Now, instead of jumping to the worst conclusion, she pauses to
examine the thought. “What did they actually say to you?” she asks
herself. “Did they say the actual words, ‘You’re terrible?’ Did they
actually say, ‘You have to throw out the whole lesson?’”
People who are thinking “I’m not good enough” can challenge that
thought by asking, “What does ‘good enough’ actually mean?” Doyle
suggested.
Throw it under a microscope
Some therapists get creative when working with clients to identify
negative feelings or beliefs. Avigail Lev, a psychologist with the
Bay Area CBT Center in San Francisco, has clients write down the
phrases, such as “They don’t value the work that I’m doing” or “I
haven’t done enough to get a raise.”
After that, she leads clients through exercises to diffuse the
strength of those thoughts, such as reading the sentences backward,
counting the words in the statement, or writing the phrases on a
cloud.
It can take time and practice to successfully reframe negative
thoughts that have been replaying in our mind for years. When Renee
Baker was studying architecture in college, professors and
instructors frequently tore into her work. The critiques were
designed to thicken her skin. But they had a lasting impact.
“There’s the self-doubt that comes with being told, literally,
‘You’re not good enough. Your ideas aren’t good enough. Your work
isn’t good enough,’” said Baker, who’s now director of project
management at Inform Studio, a design firm. “At the heart of a lot
of my self-doubt is feeling like my voice, and what I think, what I
believe, what I am passionate about, isn’t as important as the next
person's.”
So Baker worked with a therapist to challenge her damaging core
beliefs, exchanging them for more neutral thoughts. At work, she
practiced speaking up even when her throat felt tight with anxiety.

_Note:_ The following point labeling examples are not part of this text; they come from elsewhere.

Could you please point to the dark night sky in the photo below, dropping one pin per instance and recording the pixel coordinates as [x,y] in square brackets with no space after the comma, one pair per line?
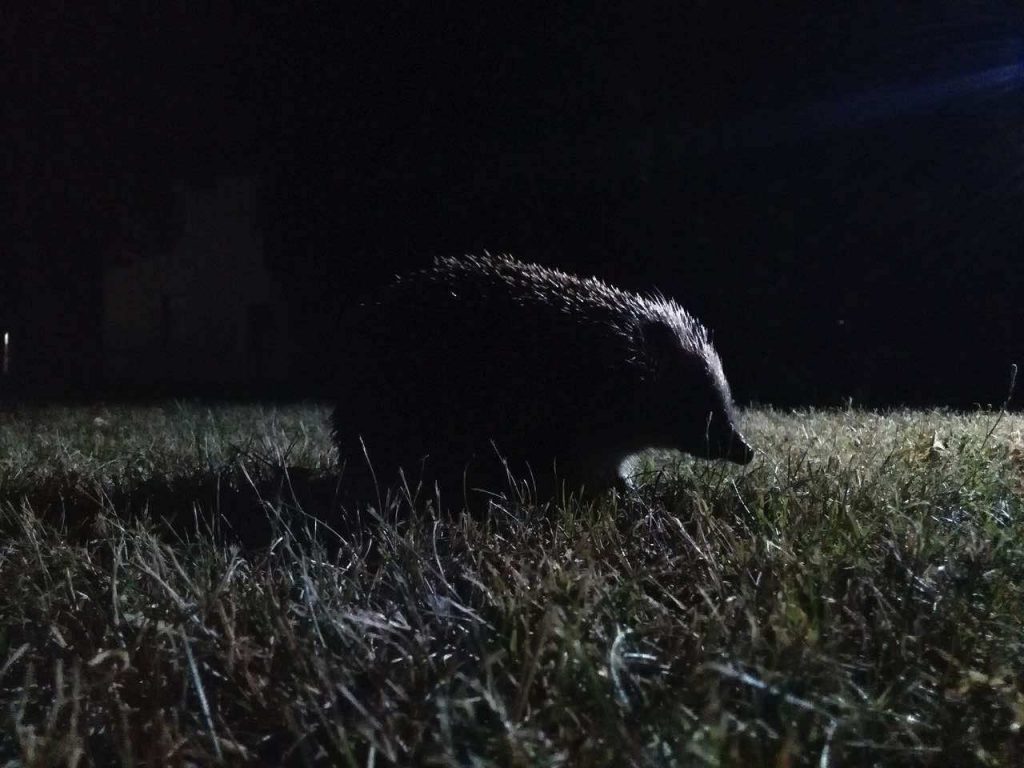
[837,190]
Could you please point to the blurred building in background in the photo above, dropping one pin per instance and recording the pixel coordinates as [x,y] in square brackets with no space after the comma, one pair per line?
[190,302]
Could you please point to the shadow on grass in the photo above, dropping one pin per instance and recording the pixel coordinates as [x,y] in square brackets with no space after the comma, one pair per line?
[232,507]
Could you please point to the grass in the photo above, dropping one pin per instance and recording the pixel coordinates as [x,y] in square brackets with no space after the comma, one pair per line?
[178,586]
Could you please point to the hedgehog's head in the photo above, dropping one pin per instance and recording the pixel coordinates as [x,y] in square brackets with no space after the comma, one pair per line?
[685,396]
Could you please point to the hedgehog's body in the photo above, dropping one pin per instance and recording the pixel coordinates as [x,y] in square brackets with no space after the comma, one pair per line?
[561,377]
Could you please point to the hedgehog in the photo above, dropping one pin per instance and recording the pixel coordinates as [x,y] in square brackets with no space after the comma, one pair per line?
[481,370]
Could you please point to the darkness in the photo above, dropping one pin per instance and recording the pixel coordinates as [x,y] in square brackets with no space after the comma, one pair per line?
[836,190]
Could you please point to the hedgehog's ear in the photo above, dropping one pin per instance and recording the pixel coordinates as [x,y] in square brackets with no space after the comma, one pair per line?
[660,344]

Over time, she became less anxious and more comfortable sharing her
ideas.

Find a replacement thought
You can get specific when you're searching for alternative,
healthier mantras.
“When we look at this sentence, ‘They don’t value the work that I’m
doing,’ do you have any examples of when you felt your work was
valued? Do you have examples of when people appreciated your work?”
Lev asked.
You can also reframe your thoughts about other people who are part
of your workday.
Eleanor Forbes, a social worker in Randolph Public Schools, helps
teachers and administrators learn to apply CBT techniques. When
staff members complain that a young person is being manipulative,
she helps them reframe the thought. “How about we just say that this
young person is just using survival skills?” she said.
Brink, the assistant principal, learned to reframe her own negative
thoughts, saying to herself: “I made a lot of great choices today,”
or “This was what went well,” and “Tomorrow we can try again with x,
y and z.”
Having scripted phrases ready to go helps when negative thoughts
resurface, she said.
“I’ve got this,” she tells herself. “One step at a time.”